Additionally, private payrolls only increased by 17,000, far less than the 110,000 that had been expected. And the unemployment rate remained elevated at 9.1%. Today's report was another indication that the ADP report that comes out two days before the NFP report has not bee a good leading indicator.
Asian markets were lower overnight, and Europe markets were down this morning amid weakness in the banking sector. Our banks are also sharply lower today after news reports that the FHFA is going to sue some large banks over mortgage-related matters.
The dollar is higher today, which is weighing on most commodities. Oil prices are down to $86.50, and ag prices are lower also. Gold and silver are both higher, benefiting from the flight-to-safety trade, with gold prices back up to $1875.

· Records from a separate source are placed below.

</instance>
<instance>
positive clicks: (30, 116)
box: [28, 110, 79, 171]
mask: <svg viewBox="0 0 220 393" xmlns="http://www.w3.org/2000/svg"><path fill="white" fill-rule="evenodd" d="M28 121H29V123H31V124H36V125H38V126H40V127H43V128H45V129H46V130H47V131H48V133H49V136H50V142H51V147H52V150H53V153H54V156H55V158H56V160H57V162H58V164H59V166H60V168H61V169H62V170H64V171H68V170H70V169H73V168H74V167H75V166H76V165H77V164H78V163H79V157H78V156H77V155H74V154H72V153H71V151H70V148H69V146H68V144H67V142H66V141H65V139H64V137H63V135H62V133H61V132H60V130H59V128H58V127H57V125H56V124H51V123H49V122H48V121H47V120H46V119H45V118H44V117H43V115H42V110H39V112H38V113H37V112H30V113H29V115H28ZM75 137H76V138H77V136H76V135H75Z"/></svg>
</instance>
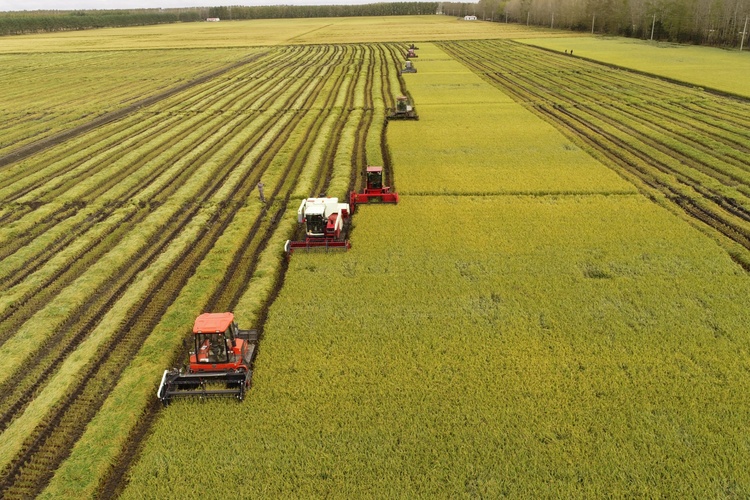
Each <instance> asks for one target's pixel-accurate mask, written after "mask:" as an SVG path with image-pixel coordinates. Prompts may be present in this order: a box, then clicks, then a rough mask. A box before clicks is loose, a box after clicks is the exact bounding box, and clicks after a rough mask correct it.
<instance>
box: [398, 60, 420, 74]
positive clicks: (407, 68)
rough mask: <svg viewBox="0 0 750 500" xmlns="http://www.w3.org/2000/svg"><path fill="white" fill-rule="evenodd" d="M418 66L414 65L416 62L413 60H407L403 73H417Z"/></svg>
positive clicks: (403, 73) (404, 67)
mask: <svg viewBox="0 0 750 500" xmlns="http://www.w3.org/2000/svg"><path fill="white" fill-rule="evenodd" d="M416 72H417V68H415V67H414V64H413V63H412V62H411V61H406V62H405V63H404V69H402V70H401V74H404V73H416Z"/></svg>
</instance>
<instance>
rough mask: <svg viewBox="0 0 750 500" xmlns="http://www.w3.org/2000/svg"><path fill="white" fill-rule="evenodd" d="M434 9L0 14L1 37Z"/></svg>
mask: <svg viewBox="0 0 750 500" xmlns="http://www.w3.org/2000/svg"><path fill="white" fill-rule="evenodd" d="M437 7H438V3H437V2H390V3H374V4H366V5H272V6H265V7H242V6H233V7H208V8H206V7H194V8H183V9H134V10H78V11H32V12H27V11H22V12H0V35H20V34H24V33H38V32H44V31H67V30H81V29H90V28H108V27H120V26H140V25H146V24H160V23H176V22H194V21H204V20H205V19H206V18H207V17H218V18H220V19H222V20H232V19H275V18H297V17H352V16H406V15H422V14H435V12H437Z"/></svg>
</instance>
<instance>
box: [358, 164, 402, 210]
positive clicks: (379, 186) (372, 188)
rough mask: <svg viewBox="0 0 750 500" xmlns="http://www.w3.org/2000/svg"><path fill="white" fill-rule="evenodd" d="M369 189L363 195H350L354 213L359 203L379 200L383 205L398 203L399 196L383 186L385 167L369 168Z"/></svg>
mask: <svg viewBox="0 0 750 500" xmlns="http://www.w3.org/2000/svg"><path fill="white" fill-rule="evenodd" d="M366 175H367V187H365V189H364V191H363V192H361V193H356V192H354V191H352V192H351V193H350V194H349V206H350V207H351V208H352V212H354V210H355V208H356V206H357V204H358V203H368V202H369V201H370V200H379V201H380V202H381V203H398V194H397V193H392V192H391V188H390V186H383V167H367V171H366Z"/></svg>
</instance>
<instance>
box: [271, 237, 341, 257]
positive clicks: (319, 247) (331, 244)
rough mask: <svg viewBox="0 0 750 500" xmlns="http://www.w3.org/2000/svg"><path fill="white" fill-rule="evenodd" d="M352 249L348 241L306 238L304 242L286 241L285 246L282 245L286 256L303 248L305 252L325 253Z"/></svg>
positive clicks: (295, 241)
mask: <svg viewBox="0 0 750 500" xmlns="http://www.w3.org/2000/svg"><path fill="white" fill-rule="evenodd" d="M351 247H352V244H351V243H349V240H345V241H340V240H331V239H317V238H308V239H306V240H305V241H291V240H287V242H286V245H284V251H285V252H286V253H287V255H291V254H292V253H293V252H294V250H295V249H300V248H304V249H305V250H306V251H308V252H309V251H310V250H311V249H316V248H320V249H325V251H326V252H327V251H328V250H349V249H350V248H351Z"/></svg>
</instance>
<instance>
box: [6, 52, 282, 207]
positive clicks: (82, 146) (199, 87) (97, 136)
mask: <svg viewBox="0 0 750 500" xmlns="http://www.w3.org/2000/svg"><path fill="white" fill-rule="evenodd" d="M279 57H280V53H275V54H271V55H270V56H269V57H268V58H267V60H266V61H261V62H260V63H259V67H260V68H263V69H265V66H266V65H267V66H269V67H271V68H272V67H273V66H274V65H278V64H279V61H278V59H279ZM203 83H208V82H199V84H196V85H195V86H194V87H192V88H190V89H188V90H186V93H184V94H181V95H180V96H181V99H182V100H183V102H182V104H183V105H184V106H189V105H192V104H193V103H194V99H197V98H199V97H200V96H201V95H202V94H204V93H205V92H208V91H210V90H211V89H212V88H214V87H211V88H209V89H208V90H206V89H203V88H202V84H203ZM233 83H234V82H233V81H232V80H226V81H225V82H224V85H232V84H233ZM157 114H158V112H157ZM140 121H142V118H141V117H139V116H137V115H133V116H130V117H127V118H125V119H122V120H119V121H117V122H114V123H113V124H112V125H111V127H112V128H111V129H108V130H107V135H108V136H114V135H117V134H118V133H120V132H123V131H125V130H128V129H132V128H133V123H137V122H140ZM130 137H132V134H130ZM126 140H128V137H124V138H121V139H119V140H116V142H112V143H110V142H108V141H106V140H105V141H101V138H100V136H98V135H93V136H92V137H91V139H89V140H86V141H83V142H81V143H79V144H76V145H74V146H72V147H70V148H66V149H61V150H60V151H59V152H58V153H56V154H55V153H54V152H51V153H47V155H46V157H45V158H43V159H42V161H40V162H38V163H36V164H35V168H34V169H33V170H31V171H29V169H19V171H18V172H17V173H16V174H14V175H10V176H6V177H5V178H4V179H2V180H0V189H3V188H5V187H7V186H8V185H11V184H13V183H15V182H17V181H18V180H20V179H23V178H24V177H27V176H28V175H29V174H30V173H34V172H38V171H41V169H44V168H47V167H50V166H52V165H54V164H55V163H58V162H61V161H63V160H65V159H66V158H68V157H70V156H71V155H74V154H76V153H81V152H83V151H85V150H88V149H91V151H88V153H87V158H86V159H84V160H81V161H77V162H71V163H70V164H65V163H63V164H62V165H60V168H59V169H58V170H52V171H50V172H47V173H46V174H45V176H44V178H45V179H47V178H50V177H57V176H60V175H63V174H65V173H67V172H69V171H70V170H72V169H73V168H76V167H78V166H80V165H81V164H82V163H83V162H84V161H86V160H88V158H89V157H95V156H97V155H99V154H101V153H103V152H105V151H109V150H112V149H114V148H116V147H118V146H120V145H121V144H122V143H123V142H124V141H126ZM42 182H46V181H45V180H44V179H42V181H41V182H39V183H37V184H34V185H33V187H31V189H33V188H36V187H38V186H39V185H41V183H42ZM29 190H30V189H29ZM29 190H26V191H24V192H23V193H22V194H25V193H26V192H28V191H29Z"/></svg>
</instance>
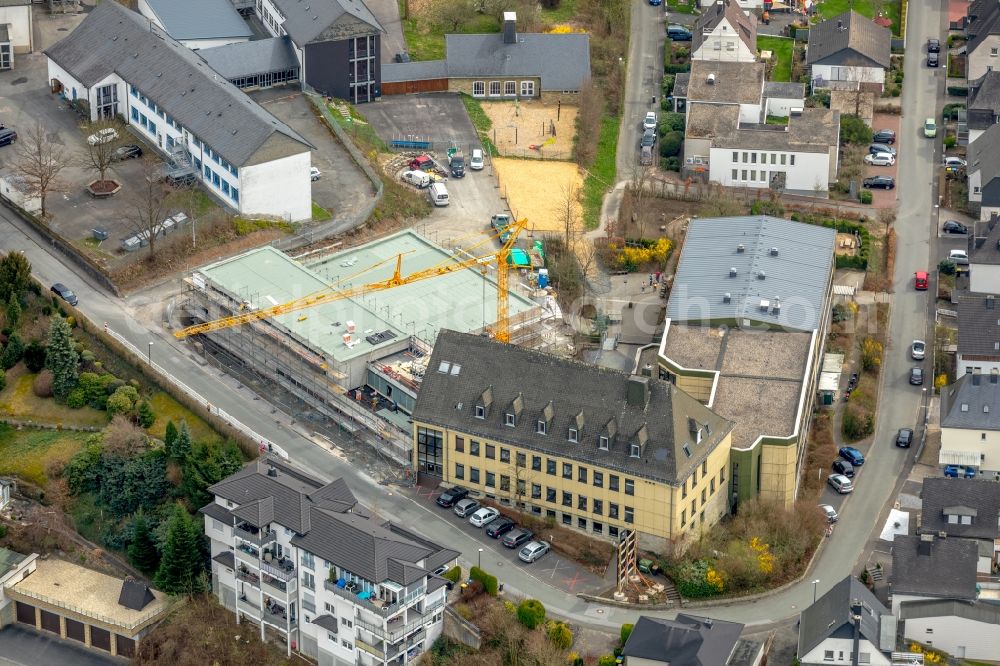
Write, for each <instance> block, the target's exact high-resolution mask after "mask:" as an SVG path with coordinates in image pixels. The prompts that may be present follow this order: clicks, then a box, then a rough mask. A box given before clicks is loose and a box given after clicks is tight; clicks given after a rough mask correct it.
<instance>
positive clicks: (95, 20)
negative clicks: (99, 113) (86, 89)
mask: <svg viewBox="0 0 1000 666" xmlns="http://www.w3.org/2000/svg"><path fill="white" fill-rule="evenodd" d="M45 54H46V55H47V56H48V57H49V58H51V59H52V60H53V61H54V62H56V63H57V64H59V66H60V67H62V68H63V69H65V70H66V71H67V72H69V73H70V74H71V75H72V76H74V77H75V78H76V79H77V80H79V81H80V83H82V84H83V85H84V86H87V87H90V86H93V85H94V84H96V83H97V82H99V81H100V80H102V79H104V78H105V77H107V76H108V75H109V74H111V73H112V72H117V73H118V75H119V76H121V77H122V78H123V79H125V80H126V81H128V82H129V83H131V84H133V85H135V86H137V87H139V88H140V89H141V90H142V91H143V93H145V94H146V96H147V97H149V98H150V99H151V100H153V101H154V102H156V103H157V104H158V105H160V106H162V107H163V109H164V111H166V112H167V113H169V114H170V115H172V116H173V117H174V118H176V119H177V121H178V122H179V123H181V124H182V125H184V126H185V127H187V128H188V130H189V131H191V132H192V133H193V134H195V135H196V136H197V137H198V138H200V139H202V140H203V141H205V142H206V143H208V144H209V145H210V146H211V147H212V148H213V149H214V150H216V151H218V152H219V154H220V155H222V156H223V157H224V158H225V159H226V160H227V161H229V162H231V163H232V164H235V165H236V166H238V167H241V166H245V165H248V164H255V163H258V162H264V161H269V160H273V159H276V158H278V157H283V156H288V155H295V154H299V153H302V152H304V151H306V150H308V149H309V148H310V147H311V146H310V144H309V143H308V142H307V141H306V140H305V139H303V138H302V137H301V136H299V135H298V134H297V133H296V132H295V131H293V130H292V129H291V128H290V127H288V126H287V125H285V124H284V123H282V122H280V121H279V120H278V119H277V118H275V117H274V116H272V115H271V114H270V113H268V112H267V111H265V110H264V109H263V108H261V107H260V106H259V105H258V104H257V103H256V102H254V101H253V100H251V99H250V98H249V97H247V96H246V95H245V94H243V93H242V92H241V91H240V90H239V89H237V88H236V87H235V86H234V85H233V84H231V83H229V82H228V81H226V80H225V78H224V77H219V76H218V75H217V74H216V73H215V72H214V71H213V70H212V69H211V68H210V67H209V66H208V65H207V64H205V62H204V61H203V60H202V59H201V58H199V57H198V55H197V54H196V53H195V52H194V51H192V50H191V49H188V48H187V47H185V46H182V45H181V44H179V43H178V42H176V41H174V40H173V39H171V38H170V37H167V36H166V35H161V34H158V33H152V32H150V30H149V22H148V20H147V19H145V18H143V17H142V16H141V15H139V14H137V13H136V12H132V11H129V10H128V9H125V8H124V7H123V6H121V5H120V4H118V3H117V2H102V3H101V4H99V5H98V6H97V7H95V8H94V9H93V11H91V12H90V13H88V14H87V16H86V18H85V19H84V20H83V21H82V22H81V23H80V25H79V26H77V28H76V29H75V30H73V32H71V33H70V34H69V36H67V37H66V38H64V39H63V40H61V41H60V42H59V43H57V44H56V45H55V46H53V47H51V48H49V49H48V50H47V51H45Z"/></svg>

The 10-year yield is dropping again, back down to 2.06%. Last time down, we saw the 2.0% level hold. As for the VIX, it is up +5% currently to 33.35. Trading comment
: The last 2 sessions validate why I wanted to remain cautious. The volatility we have seen has not left the market, although I hope it peaked in August. But we have not heard any concrete solutions out of Europe, and recent economic data has not been all that great either. I would be surprised if we retested the August lows so quickly. Rather, I expect September to bring choppy trading, but one where traders might be able to buy into support levels and sell into resistance. For investors, my advice is to remain cautious and defensive.